Inky magenta with aromas of violets, herbs and spices, Blaufrankisch first appeared in Austria in the 18th century and today is the second most planted red variety in Austria after its own offspring, Zweigelt. Blaufrankisch thrives in the warmer Austrian zones and while most of the global acreage remains here, the variety has travelled a bit outside of its homeland. Somm Secret—In pre-Medieval times grapes were divided into superior quality, those whose origins lay with the Franks, called “Frankisch,” and all others, which were deemed inferior. This well-revered grape took the name, blau (meaning blue or dark) plus, “Frankisch,” or Blaufrankisch.

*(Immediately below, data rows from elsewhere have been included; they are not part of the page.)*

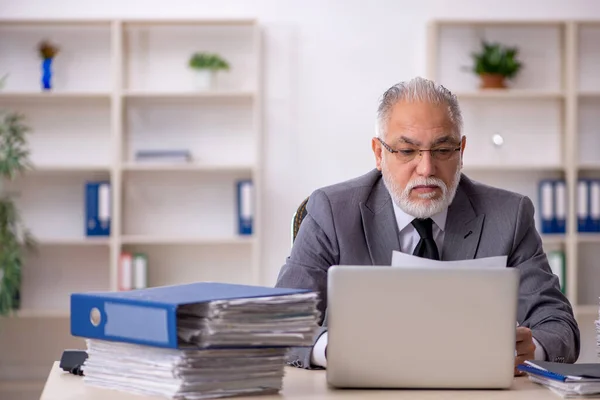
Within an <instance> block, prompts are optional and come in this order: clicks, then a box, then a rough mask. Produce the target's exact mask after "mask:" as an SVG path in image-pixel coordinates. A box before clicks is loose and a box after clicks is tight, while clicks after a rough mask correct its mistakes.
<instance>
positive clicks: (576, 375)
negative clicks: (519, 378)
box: [517, 361, 600, 398]
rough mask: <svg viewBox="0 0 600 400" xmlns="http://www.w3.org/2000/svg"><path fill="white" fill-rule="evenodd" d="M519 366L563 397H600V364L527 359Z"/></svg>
mask: <svg viewBox="0 0 600 400" xmlns="http://www.w3.org/2000/svg"><path fill="white" fill-rule="evenodd" d="M517 368H518V369H519V370H521V371H524V372H526V373H527V374H528V375H529V379H530V380H531V381H533V382H535V383H539V384H541V385H544V386H546V387H547V388H548V389H550V390H551V391H553V392H554V393H556V394H558V395H559V396H561V397H563V398H578V397H600V364H563V363H552V362H549V361H526V362H525V364H522V365H519V366H518V367H517Z"/></svg>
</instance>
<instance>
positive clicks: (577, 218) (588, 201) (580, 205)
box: [577, 179, 591, 232]
mask: <svg viewBox="0 0 600 400" xmlns="http://www.w3.org/2000/svg"><path fill="white" fill-rule="evenodd" d="M589 192H590V190H589V183H588V181H587V180H585V179H579V181H578V182H577V231H578V232H590V231H591V219H590V211H589V205H590V195H589Z"/></svg>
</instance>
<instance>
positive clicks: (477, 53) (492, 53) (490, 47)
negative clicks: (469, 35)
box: [471, 41, 523, 89]
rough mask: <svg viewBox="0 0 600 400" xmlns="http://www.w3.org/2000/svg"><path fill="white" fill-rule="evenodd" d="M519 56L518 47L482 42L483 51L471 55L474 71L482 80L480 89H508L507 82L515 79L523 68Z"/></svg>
mask: <svg viewBox="0 0 600 400" xmlns="http://www.w3.org/2000/svg"><path fill="white" fill-rule="evenodd" d="M517 55H518V49H517V48H516V47H508V46H503V45H502V44H500V43H490V42H486V41H482V42H481V50H480V51H479V52H475V53H472V54H471V56H472V58H473V61H474V64H473V67H472V71H473V72H475V73H476V74H477V75H479V77H480V78H481V84H480V88H482V89H488V88H495V89H501V88H506V80H507V79H512V78H514V77H515V76H516V75H517V74H518V73H519V71H520V70H521V68H522V66H523V64H522V63H521V62H520V61H519V60H518V59H517Z"/></svg>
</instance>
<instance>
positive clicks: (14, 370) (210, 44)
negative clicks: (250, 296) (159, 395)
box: [0, 0, 600, 398]
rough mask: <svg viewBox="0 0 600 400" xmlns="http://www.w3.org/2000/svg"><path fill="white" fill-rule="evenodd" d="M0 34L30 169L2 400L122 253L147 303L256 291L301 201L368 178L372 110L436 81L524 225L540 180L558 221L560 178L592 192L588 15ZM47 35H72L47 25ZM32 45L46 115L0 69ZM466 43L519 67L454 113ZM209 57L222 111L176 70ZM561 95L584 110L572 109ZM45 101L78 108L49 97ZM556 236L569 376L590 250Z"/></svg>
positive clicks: (471, 162)
mask: <svg viewBox="0 0 600 400" xmlns="http://www.w3.org/2000/svg"><path fill="white" fill-rule="evenodd" d="M0 18H2V20H3V21H14V22H13V23H5V24H0V32H1V33H0V52H1V53H4V54H2V56H0V59H4V61H0V77H1V76H2V75H3V74H4V73H10V75H9V77H8V79H7V82H6V85H5V88H4V89H3V90H2V91H0V106H2V107H6V106H10V107H11V108H13V107H14V108H19V109H21V110H23V111H24V112H25V113H26V115H27V116H28V117H29V118H30V121H31V122H32V123H33V124H34V125H35V127H36V128H37V131H38V134H37V136H36V131H34V132H33V133H32V134H31V146H32V151H33V153H32V158H33V160H34V162H35V161H37V162H38V163H39V164H40V165H41V166H42V168H40V170H39V171H37V172H31V173H29V174H28V175H27V177H26V178H25V179H24V180H23V182H22V183H19V184H17V185H16V186H15V188H16V190H17V191H22V192H21V194H22V198H21V203H20V204H21V205H23V208H24V211H23V212H24V215H25V217H26V218H27V222H28V223H30V225H31V227H32V229H33V230H34V233H36V234H38V235H39V236H40V238H41V239H42V243H41V245H42V246H41V251H40V255H39V256H38V257H36V258H32V260H33V261H31V264H30V265H26V266H25V267H24V281H23V292H22V308H23V310H21V312H20V313H17V314H16V316H13V317H10V318H3V319H1V320H0V354H2V356H1V357H0V381H1V382H2V383H0V397H1V398H5V397H4V396H5V395H4V394H3V393H6V396H7V398H11V397H8V396H13V397H14V398H36V395H38V392H37V391H38V390H39V389H40V388H41V385H42V384H43V380H44V379H45V377H46V376H47V373H48V371H49V368H50V365H51V364H50V361H51V360H55V359H57V358H58V357H59V356H60V350H61V349H63V348H67V347H74V346H82V344H81V343H80V341H77V340H73V339H72V338H70V337H69V332H68V318H67V317H68V308H67V307H68V293H69V292H70V291H78V290H93V289H106V288H109V289H116V288H117V287H118V284H119V283H118V263H119V261H120V255H121V251H122V250H126V251H128V252H131V253H137V252H141V253H143V254H144V255H145V256H146V257H147V262H148V284H149V285H156V284H171V283H177V282H182V281H190V280H228V281H243V282H253V283H259V284H266V285H271V284H273V283H274V282H275V279H276V276H277V273H278V271H279V268H280V267H281V265H282V264H283V263H284V261H285V257H286V256H287V255H288V252H289V248H290V228H291V226H290V224H291V217H292V215H293V213H294V212H295V210H296V208H297V207H298V205H299V204H300V202H301V201H302V200H303V199H304V198H305V197H306V196H307V195H308V194H310V192H311V191H312V190H314V189H315V188H317V187H319V186H322V185H327V184H331V183H335V182H338V181H340V180H344V179H348V178H352V177H355V176H357V175H360V174H362V173H364V172H366V171H368V170H369V169H371V168H373V167H374V160H373V156H372V152H371V149H370V139H371V137H372V136H373V133H374V115H375V109H376V106H377V101H378V99H379V97H380V95H381V94H382V93H383V91H384V90H385V89H387V88H388V87H389V86H390V85H392V84H393V83H395V82H397V81H400V80H405V79H410V78H412V77H414V76H417V75H421V76H435V77H437V78H439V79H440V80H441V81H443V83H444V84H445V85H447V86H448V88H450V89H451V90H455V91H457V92H458V93H460V94H462V96H461V104H462V105H463V107H464V111H465V119H466V123H467V128H468V130H470V131H471V132H473V133H469V131H467V132H466V134H467V137H468V142H467V149H466V160H465V163H466V165H467V167H468V168H471V171H469V170H468V168H467V173H469V174H470V175H471V176H473V177H475V178H478V179H481V180H484V181H487V182H490V183H493V184H496V185H499V186H504V187H508V188H511V189H515V190H519V191H521V192H524V193H525V194H528V195H530V196H531V197H532V198H533V199H534V201H535V203H536V206H538V205H539V194H538V190H539V186H538V184H539V182H540V181H541V180H542V179H565V180H566V182H567V183H568V185H567V186H566V191H567V193H568V195H569V197H568V198H569V200H570V202H568V203H569V205H568V208H569V207H570V208H569V210H570V211H571V212H569V215H575V214H574V210H575V208H573V207H574V205H573V201H574V200H576V197H575V191H576V187H575V185H574V184H575V182H576V180H577V178H578V177H598V175H600V174H599V172H600V168H597V167H596V166H597V165H600V156H595V154H596V153H597V151H594V149H595V147H594V146H597V145H598V144H599V143H598V142H599V140H598V139H597V138H598V137H599V136H598V133H597V129H598V126H600V117H598V116H597V115H598V114H599V113H598V110H600V100H599V99H600V96H598V93H600V68H598V66H600V45H598V43H600V3H598V2H597V1H593V0H588V1H583V0H562V1H559V0H553V1H542V0H539V1H523V0H520V1H516V0H507V1H504V2H501V3H498V2H491V1H477V0H470V1H467V0H462V1H443V0H437V1H434V0H423V1H418V2H417V1H375V2H365V1H275V0H269V1H266V0H265V1H192V0H188V1H183V0H179V1H177V0H175V1H170V2H164V1H157V0H146V1H115V0H106V1H104V2H92V1H67V0H64V1H32V0H22V1H19V2H16V1H10V0H9V1H7V0H0ZM239 19H242V20H244V22H243V23H234V22H232V21H236V20H239ZM54 20H59V21H65V20H68V21H72V22H73V21H75V22H78V23H77V24H75V25H74V26H71V27H69V28H68V29H66V28H65V27H64V26H63V25H62V24H61V23H59V24H50V25H48V24H46V22H48V21H54ZM164 20H168V21H170V24H171V25H167V26H165V25H164V24H163V23H161V21H164ZM181 20H186V21H188V22H189V23H190V24H189V25H191V26H187V27H186V26H184V25H182V24H181V23H180V22H178V21H181ZM441 20H446V21H463V22H465V21H477V22H478V24H476V25H472V24H469V23H467V24H462V23H461V24H458V25H457V24H441V23H439V22H440V21H441ZM485 20H502V21H504V22H506V23H503V24H499V25H494V24H487V23H481V21H485ZM35 21H37V22H35ZM202 21H204V22H210V21H220V22H221V23H222V24H221V23H219V24H214V23H208V24H205V23H201V22H202ZM436 21H437V22H438V23H437V24H436ZM515 21H522V22H523V23H522V24H516V25H515V24H514V22H515ZM570 21H590V25H584V24H573V23H571V22H570ZM33 22H35V23H33ZM48 29H50V30H48ZM47 32H56V35H55V36H56V37H57V38H58V39H59V41H58V43H57V44H58V45H59V46H62V47H63V49H62V50H61V51H62V53H59V54H58V55H57V57H56V62H55V65H54V70H55V75H54V89H53V92H52V93H56V95H54V97H52V96H45V97H43V96H39V95H38V94H37V93H34V92H36V91H38V92H39V90H38V89H39V72H38V70H39V60H37V59H36V57H35V49H34V48H32V54H31V55H30V56H23V57H20V56H12V55H11V54H13V53H14V54H22V49H23V46H30V45H31V46H34V44H35V43H37V41H38V39H42V38H43V37H44V34H45V33H47ZM74 33H75V34H74ZM204 33H206V35H204ZM193 35H201V36H202V37H203V38H204V39H203V40H198V41H196V39H194V38H193V37H194V36H193ZM481 37H489V38H497V39H499V40H502V41H505V42H506V43H507V44H516V45H518V46H520V47H521V48H522V50H523V54H524V56H525V57H526V59H525V60H524V61H525V63H526V65H525V69H524V70H523V72H522V74H521V75H520V76H519V77H518V79H517V80H516V81H515V83H514V87H515V88H516V89H518V91H511V92H510V94H508V95H506V94H497V95H490V96H487V95H483V96H482V95H479V94H473V92H476V90H475V89H476V86H477V84H478V82H477V79H476V78H475V77H474V76H473V75H472V74H471V73H469V72H466V71H459V70H458V68H457V66H461V65H463V63H464V64H466V65H468V64H469V63H470V61H469V59H468V55H466V54H467V53H468V51H471V50H474V49H475V48H474V47H473V46H476V44H477V40H478V38H481ZM206 38H213V39H214V40H213V39H206ZM434 38H437V39H434ZM122 39H125V41H122ZM432 39H433V40H432ZM86 41H88V42H86ZM86 43H92V44H93V45H92V46H88V45H86ZM123 43H126V45H123ZM574 44H576V45H577V47H576V48H575V47H573V45H574ZM212 45H214V46H215V47H214V48H216V49H219V50H220V51H222V52H223V54H226V55H228V56H230V60H231V61H232V66H233V68H232V70H231V73H229V74H225V75H222V78H220V80H219V84H220V85H221V86H220V88H221V89H224V90H225V91H226V94H224V95H218V96H214V97H211V96H205V95H194V94H191V95H190V93H195V92H194V86H193V85H194V82H193V79H192V77H191V76H189V75H188V72H189V71H187V70H186V69H185V62H186V60H187V58H186V57H187V56H189V54H190V51H191V49H193V48H194V47H195V46H196V47H197V48H198V50H202V48H201V47H203V46H204V47H205V48H207V49H209V50H210V47H211V46H212ZM575 49H577V51H575ZM177 57H179V58H177ZM28 62H30V63H29V64H28ZM240 66H243V69H242V68H240ZM1 68H7V69H12V70H10V71H8V70H7V71H4V70H2V69H1ZM568 71H571V72H568ZM567 72H568V73H567ZM115 76H118V77H120V78H122V79H120V80H119V83H121V85H118V87H119V89H115V88H114V87H113V86H112V84H113V82H114V81H113V78H114V77H115ZM30 77H33V79H30ZM575 82H576V83H575ZM61 85H62V86H61ZM578 85H579V87H580V90H586V91H588V92H592V93H591V94H588V95H586V96H579V94H577V90H578V89H576V88H575V87H576V86H578ZM61 87H62V90H63V91H66V92H70V93H72V92H79V94H75V95H73V94H71V95H64V96H61V95H60V93H61ZM15 92H21V93H20V94H14V93H15ZM32 93H33V94H32ZM596 96H597V97H596ZM500 125H501V126H502V127H501V128H498V126H500ZM575 131H579V133H580V135H574V132H575ZM494 134H499V135H500V137H501V138H502V139H503V140H504V145H503V147H501V151H502V153H501V154H502V156H498V151H499V150H498V149H499V147H496V146H492V145H491V143H492V138H493V135H494ZM576 136H580V137H582V138H585V141H581V142H579V139H577V140H576V139H574V138H575V137H576ZM144 146H147V147H146V148H148V149H158V148H169V149H172V148H174V149H179V148H187V147H189V148H190V149H192V150H193V152H194V154H195V156H197V157H200V158H199V159H198V160H197V161H198V163H195V164H194V165H200V166H199V167H181V166H175V167H173V168H166V167H157V168H155V167H153V166H152V165H153V164H151V165H150V166H148V165H145V166H140V165H139V164H138V163H135V162H134V161H135V159H134V153H135V150H141V149H144V148H145V147H144ZM162 146H164V147H162ZM186 146H187V147H186ZM575 149H577V151H575ZM119 152H123V157H115V159H118V162H117V161H113V156H114V155H115V154H118V153H119ZM575 155H576V156H577V157H575ZM582 157H584V158H582ZM207 160H208V161H207ZM594 163H595V164H594ZM580 164H585V165H586V166H587V167H586V168H587V169H585V171H580V170H579V169H578V168H579V167H578V165H580ZM44 165H45V167H44ZM248 178H251V179H252V180H253V182H254V184H255V186H254V188H255V189H256V190H255V195H256V203H255V205H256V206H257V207H256V214H255V217H256V220H255V226H254V228H255V234H254V235H251V236H246V235H238V234H237V232H236V231H235V225H236V223H237V220H236V218H237V216H236V211H234V210H235V204H236V201H237V200H236V199H237V197H236V196H237V195H236V190H237V188H236V186H235V185H236V183H237V182H239V181H240V180H243V179H248ZM105 179H110V180H112V182H111V183H112V185H113V186H112V190H113V195H114V196H115V197H116V198H118V199H122V200H121V201H120V202H119V203H118V204H119V205H118V206H117V209H118V211H117V215H113V218H114V219H115V221H116V222H115V221H113V222H115V224H113V226H112V228H113V239H105V238H102V237H100V238H94V240H90V239H89V238H86V237H84V234H83V219H84V216H83V210H84V207H85V204H84V203H85V201H84V197H83V188H84V185H85V183H86V182H88V181H99V180H105ZM17 202H18V200H17ZM18 204H19V203H18ZM538 212H539V210H538ZM567 223H572V224H573V225H571V230H572V231H571V232H572V234H567V235H560V234H559V235H546V236H545V247H546V248H547V250H548V251H555V250H556V251H562V252H564V254H565V259H566V265H567V272H566V275H565V279H566V282H567V283H566V290H567V293H568V294H570V295H573V296H574V297H573V298H571V300H572V301H574V302H575V303H576V304H577V305H578V306H579V305H580V306H581V307H579V308H578V318H579V320H580V321H581V323H582V336H583V339H584V347H583V350H582V358H581V360H583V361H597V358H596V343H595V336H594V330H593V329H594V328H593V320H594V318H595V317H596V316H597V311H598V307H597V304H596V303H597V299H598V296H600V272H598V271H599V270H598V267H597V263H596V261H595V260H597V255H598V251H599V250H596V249H595V248H596V247H597V244H598V243H600V240H598V239H597V237H595V236H594V235H593V234H590V235H586V236H585V237H584V236H583V235H577V234H575V231H576V230H577V226H576V223H575V222H573V221H568V222H567ZM539 228H540V230H541V229H542V226H541V224H540V226H539ZM115 230H116V231H117V232H118V233H117V234H115V233H114V231H115ZM115 235H116V239H115V238H114V237H115ZM569 260H571V261H574V262H575V263H576V266H577V268H574V267H572V269H571V271H575V272H572V273H569ZM569 288H570V289H571V293H569ZM17 396H25V397H17ZM26 396H29V397H26Z"/></svg>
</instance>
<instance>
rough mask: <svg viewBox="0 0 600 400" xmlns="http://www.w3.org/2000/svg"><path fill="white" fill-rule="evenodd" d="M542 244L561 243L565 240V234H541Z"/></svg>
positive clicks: (552, 243)
mask: <svg viewBox="0 0 600 400" xmlns="http://www.w3.org/2000/svg"><path fill="white" fill-rule="evenodd" d="M541 237H542V242H543V243H544V244H562V243H565V242H566V241H567V238H566V236H565V235H541Z"/></svg>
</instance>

The source of Austria’s finest botrytized sweet wines, Burgenland covers a lofty portion of Austria's wine producing real estate. It encompasses the smaller regions of Neusiedlersee, Neusiedlersee-Hügelland, Mittelburgenland and Südburgenland. The latter two are most associated with their exceptional red wines. The region as a whole produces no shortage of important whites.
Neusiedlersee, named for the lake that it surrounds to the east, is home to a great diversity of grape varieties. The region’s most notable wines, however, are the botrytis-infected, sweet versions.
Neusiedlersee-Hügelland, which wraps the lake on its western side, includes the town of Rust, a historically esteemed wine community. Its close proximity to the lake’s fog and mist make it another source of some of the more prestigious botrytized wines. Neusiedlersee-Hügelland also produces fine Blaufränkisch, Pinot Blanc, Neuburger and Grüner Veltliner, though a label will usually name the more general, Burgenland, so as not to confuse it with its eastern cousin, Neusiedlersee, across the lake.
Blaufränkisch is well suited to and makes up over half of the vineyard area in Mittelburgenland. The region’s hills and plateaus, which are composed of variations in schist, loess and clay-limestone, produce high quality reds with interesting diversity.
Südburgenland, also known for its deep, complex and age-worthy Blaufränkisch, is beginning to turn out some alluring whites from Grüner Veltliner, Welschriesling and Weissburgunder (Pinot Blanc).